Kendala berikutnya yang terjadi ialah perilaku mahasiswa yang serba instan. Ia menyebut banyak dari mereka yang tidak mandiri, malas membaca buku dan bergantung pada hasil dari apa yang mereka cari di internet. Sehingga membuatnya sulit untuk berkembang.
Ditemui di tempat yang berbeda, Kepala Balitbang SDM Kementerian Komunikasi dan Informatika RI, Basuki Yusuf Iskandar, mengamini pernyataan dosen Universitas Telkom tersebut. Dia menyebut memang ada gap antara jumlah lulusan IT dengan kualitas SDM IT yang jumlah lulusannya naik 20 persen setiap tahun.
“Memang ada gap yang harus dipenuhi. Salah satu program penutupan lubang gap yang kita lakukan adalah digital literasi,” kata Basuki.
Oleh karena itu kerja sama dengan berbagai pihak mereka kebut untuk dilakukan secepatnya. Bahkan Basuki sendiri telah melakukan pembicaraan dengan pihak Kamar Dagang Indonesia (Kadin) untuk mencari tahu lebih mendalam terkait permasalahan dan solusi untuk meningkatkan kualitas sumber daya IT di Indonesia.
Hal yang sama juga diungkap Rektor Universitas Padjajaran Bandung, Prof. Dr. Med. Tri Hanggono Achmad. Menurutnya, kolaborasi semua pihak sangat penting untuk mendorong produktivitas lulusan SDM IT, terutama para mahasiswa. Oleh karena itu, ekosistemnya harus dibangun sejak dini.
“Dari sudut pandang akademis, kami melihat pentingnya pembangunan ekosistem untuk mendorong produktivitas mahasiswa, khususnya dalam bidang teknologi. Saya melihat pentingnya kolaborasi antara pemerintah, dunia pendidikan dan pihak industri seperti Huawei, untuk membentuk ekosistem yang baik untuk mendukung tercapainya revolusi industri di Indonesia,” ujarnya.

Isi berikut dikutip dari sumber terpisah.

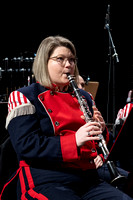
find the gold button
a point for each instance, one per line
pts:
(57, 123)
(49, 110)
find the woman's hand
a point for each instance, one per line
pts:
(98, 117)
(87, 132)
(98, 161)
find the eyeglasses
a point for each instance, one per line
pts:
(62, 60)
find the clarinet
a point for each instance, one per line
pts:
(117, 178)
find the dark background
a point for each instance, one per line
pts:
(23, 26)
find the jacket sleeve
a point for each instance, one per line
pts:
(26, 136)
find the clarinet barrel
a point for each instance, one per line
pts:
(117, 178)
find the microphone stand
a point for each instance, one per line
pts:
(111, 64)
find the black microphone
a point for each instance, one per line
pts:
(107, 18)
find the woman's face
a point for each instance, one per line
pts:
(61, 62)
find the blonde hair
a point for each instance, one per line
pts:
(46, 48)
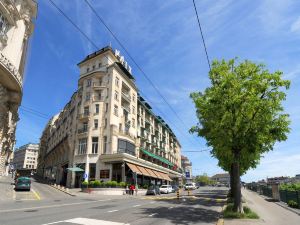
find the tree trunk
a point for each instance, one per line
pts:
(236, 186)
(231, 193)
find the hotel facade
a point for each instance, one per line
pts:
(107, 131)
(16, 26)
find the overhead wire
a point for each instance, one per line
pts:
(202, 36)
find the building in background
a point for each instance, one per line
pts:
(16, 26)
(108, 130)
(222, 178)
(25, 157)
(186, 166)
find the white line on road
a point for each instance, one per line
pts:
(113, 210)
(53, 206)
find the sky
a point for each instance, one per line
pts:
(164, 39)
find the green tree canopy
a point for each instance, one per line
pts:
(241, 115)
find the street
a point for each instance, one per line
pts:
(54, 207)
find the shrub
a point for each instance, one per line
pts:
(113, 183)
(92, 183)
(84, 183)
(292, 204)
(122, 184)
(97, 183)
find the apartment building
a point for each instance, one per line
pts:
(16, 26)
(186, 165)
(25, 157)
(108, 131)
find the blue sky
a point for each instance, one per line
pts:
(164, 38)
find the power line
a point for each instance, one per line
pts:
(133, 60)
(95, 45)
(202, 35)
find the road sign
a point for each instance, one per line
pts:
(187, 174)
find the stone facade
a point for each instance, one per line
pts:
(16, 26)
(108, 130)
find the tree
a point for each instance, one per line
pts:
(241, 116)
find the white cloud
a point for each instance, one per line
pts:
(295, 27)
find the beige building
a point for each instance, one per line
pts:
(16, 26)
(108, 130)
(186, 166)
(25, 157)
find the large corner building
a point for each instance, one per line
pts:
(108, 130)
(16, 26)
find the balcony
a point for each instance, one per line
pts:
(97, 98)
(98, 85)
(82, 130)
(126, 96)
(83, 116)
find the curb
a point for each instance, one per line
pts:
(62, 190)
(287, 207)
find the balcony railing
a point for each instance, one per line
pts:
(98, 85)
(82, 130)
(97, 98)
(126, 96)
(83, 115)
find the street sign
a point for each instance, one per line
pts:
(187, 174)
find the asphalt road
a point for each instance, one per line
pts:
(54, 207)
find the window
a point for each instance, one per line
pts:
(88, 82)
(87, 96)
(104, 174)
(82, 146)
(95, 123)
(117, 82)
(104, 144)
(86, 111)
(116, 95)
(94, 145)
(3, 25)
(126, 147)
(97, 108)
(116, 110)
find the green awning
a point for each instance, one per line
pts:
(157, 157)
(75, 169)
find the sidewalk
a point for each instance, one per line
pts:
(269, 212)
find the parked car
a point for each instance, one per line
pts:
(166, 189)
(189, 186)
(23, 183)
(175, 188)
(153, 190)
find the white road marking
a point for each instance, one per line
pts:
(53, 206)
(113, 210)
(87, 221)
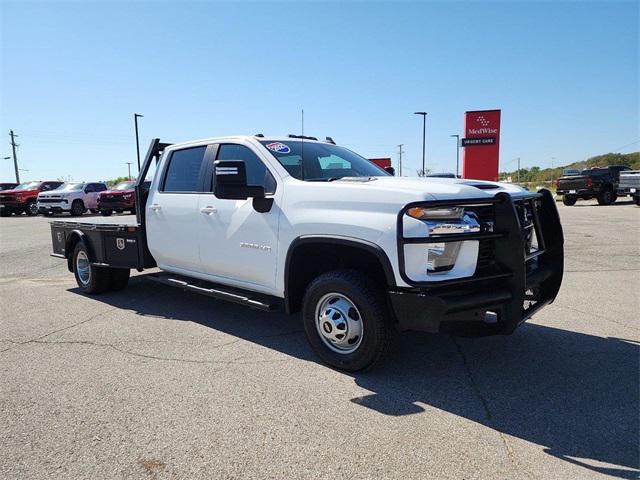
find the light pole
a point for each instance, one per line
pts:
(424, 135)
(457, 153)
(135, 120)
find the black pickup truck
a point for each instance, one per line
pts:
(599, 183)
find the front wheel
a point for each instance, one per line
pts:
(347, 320)
(32, 208)
(77, 208)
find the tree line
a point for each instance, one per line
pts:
(537, 174)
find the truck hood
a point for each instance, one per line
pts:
(435, 188)
(117, 192)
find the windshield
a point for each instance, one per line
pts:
(70, 187)
(321, 162)
(125, 186)
(28, 186)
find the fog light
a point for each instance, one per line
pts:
(441, 257)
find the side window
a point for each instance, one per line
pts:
(183, 171)
(257, 173)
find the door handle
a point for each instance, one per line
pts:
(209, 210)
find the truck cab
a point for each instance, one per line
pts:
(313, 227)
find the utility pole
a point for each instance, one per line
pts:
(135, 120)
(400, 152)
(457, 153)
(424, 136)
(15, 158)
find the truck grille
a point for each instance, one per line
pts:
(572, 184)
(111, 199)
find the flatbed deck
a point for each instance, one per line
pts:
(98, 221)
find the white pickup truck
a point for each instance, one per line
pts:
(313, 227)
(72, 197)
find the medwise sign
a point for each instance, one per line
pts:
(481, 144)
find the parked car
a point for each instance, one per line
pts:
(23, 198)
(7, 186)
(600, 183)
(314, 227)
(120, 198)
(72, 197)
(630, 185)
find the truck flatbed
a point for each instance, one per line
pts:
(98, 222)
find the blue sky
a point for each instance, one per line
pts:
(565, 75)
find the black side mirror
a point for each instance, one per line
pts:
(230, 181)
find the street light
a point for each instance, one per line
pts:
(457, 153)
(424, 133)
(135, 120)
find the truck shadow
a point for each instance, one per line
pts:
(574, 394)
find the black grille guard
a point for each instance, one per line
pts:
(521, 283)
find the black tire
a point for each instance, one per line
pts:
(99, 278)
(32, 208)
(119, 278)
(378, 329)
(607, 197)
(77, 208)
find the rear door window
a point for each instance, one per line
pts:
(183, 171)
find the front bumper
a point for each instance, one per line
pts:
(496, 300)
(13, 205)
(54, 207)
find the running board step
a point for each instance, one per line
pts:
(249, 299)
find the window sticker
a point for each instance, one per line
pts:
(278, 147)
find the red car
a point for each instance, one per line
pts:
(119, 199)
(23, 197)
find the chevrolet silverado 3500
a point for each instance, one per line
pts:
(314, 227)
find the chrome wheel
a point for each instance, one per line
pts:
(83, 267)
(339, 323)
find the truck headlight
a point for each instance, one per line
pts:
(443, 213)
(441, 257)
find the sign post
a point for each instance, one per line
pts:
(481, 145)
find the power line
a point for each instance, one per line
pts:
(15, 158)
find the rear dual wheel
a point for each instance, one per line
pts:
(93, 279)
(607, 197)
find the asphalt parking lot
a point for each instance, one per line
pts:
(151, 382)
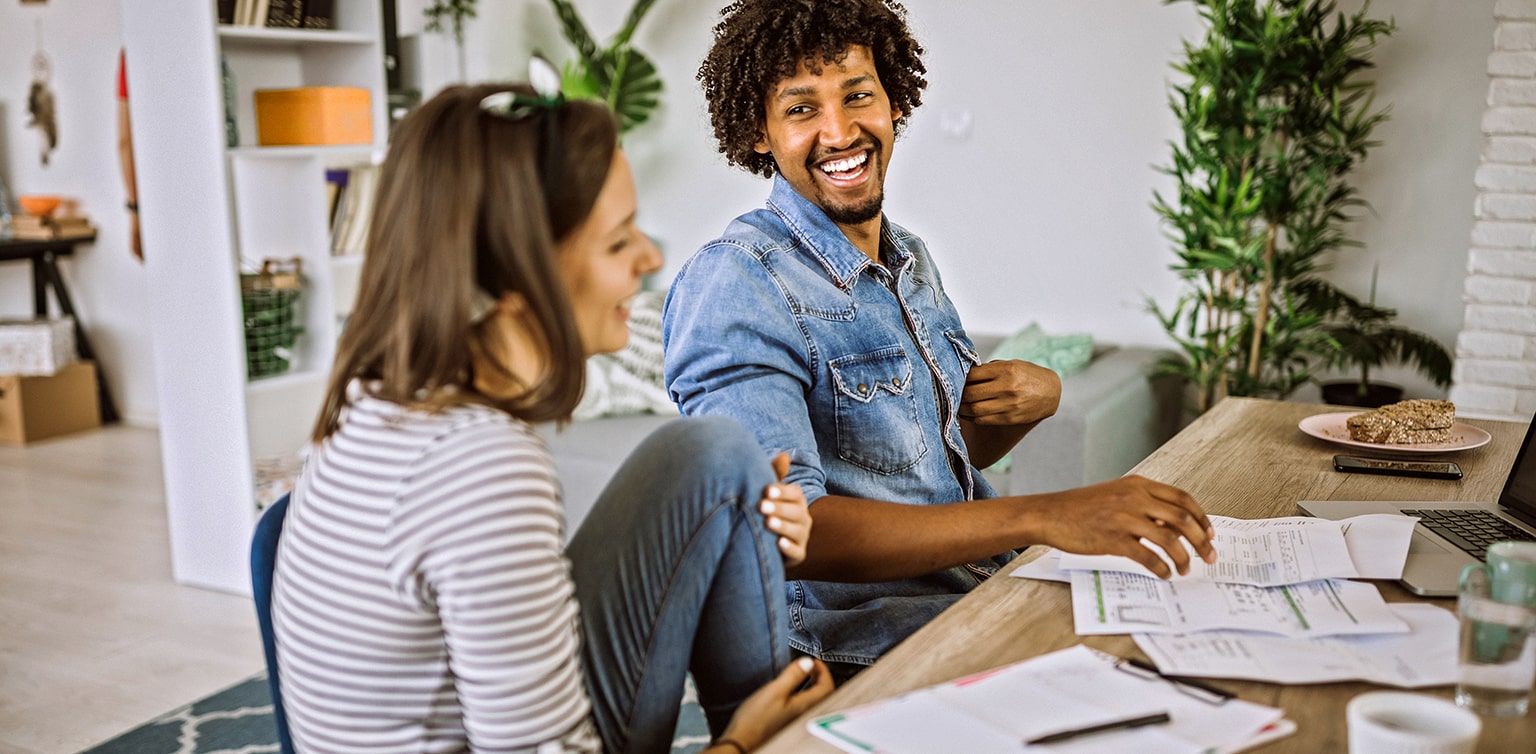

Baru-baru ini, Basuki juga telah menyaksikan adanya kerja sama institusi pendidikan di Indonesia dengan perusahaan swasta asal China, Huawei. Oktober 2018 lalu, perusahaan global penyedia solusi teknologi informasi dan komunikasi Huawei mengumumkan penyelenggaraan Kompetisi ICT di Indonesia yang pertama sebagai bagian dari kemitraan Huawei ICT Academy (HAINA) dengan delapan perguruan tinggi terkemuka di Indonesia. Universitas Padjadjaran yang dipimpin Tri Hanggono merupakan salah satu dari 8 kampus mitra Huawei yang digandeng.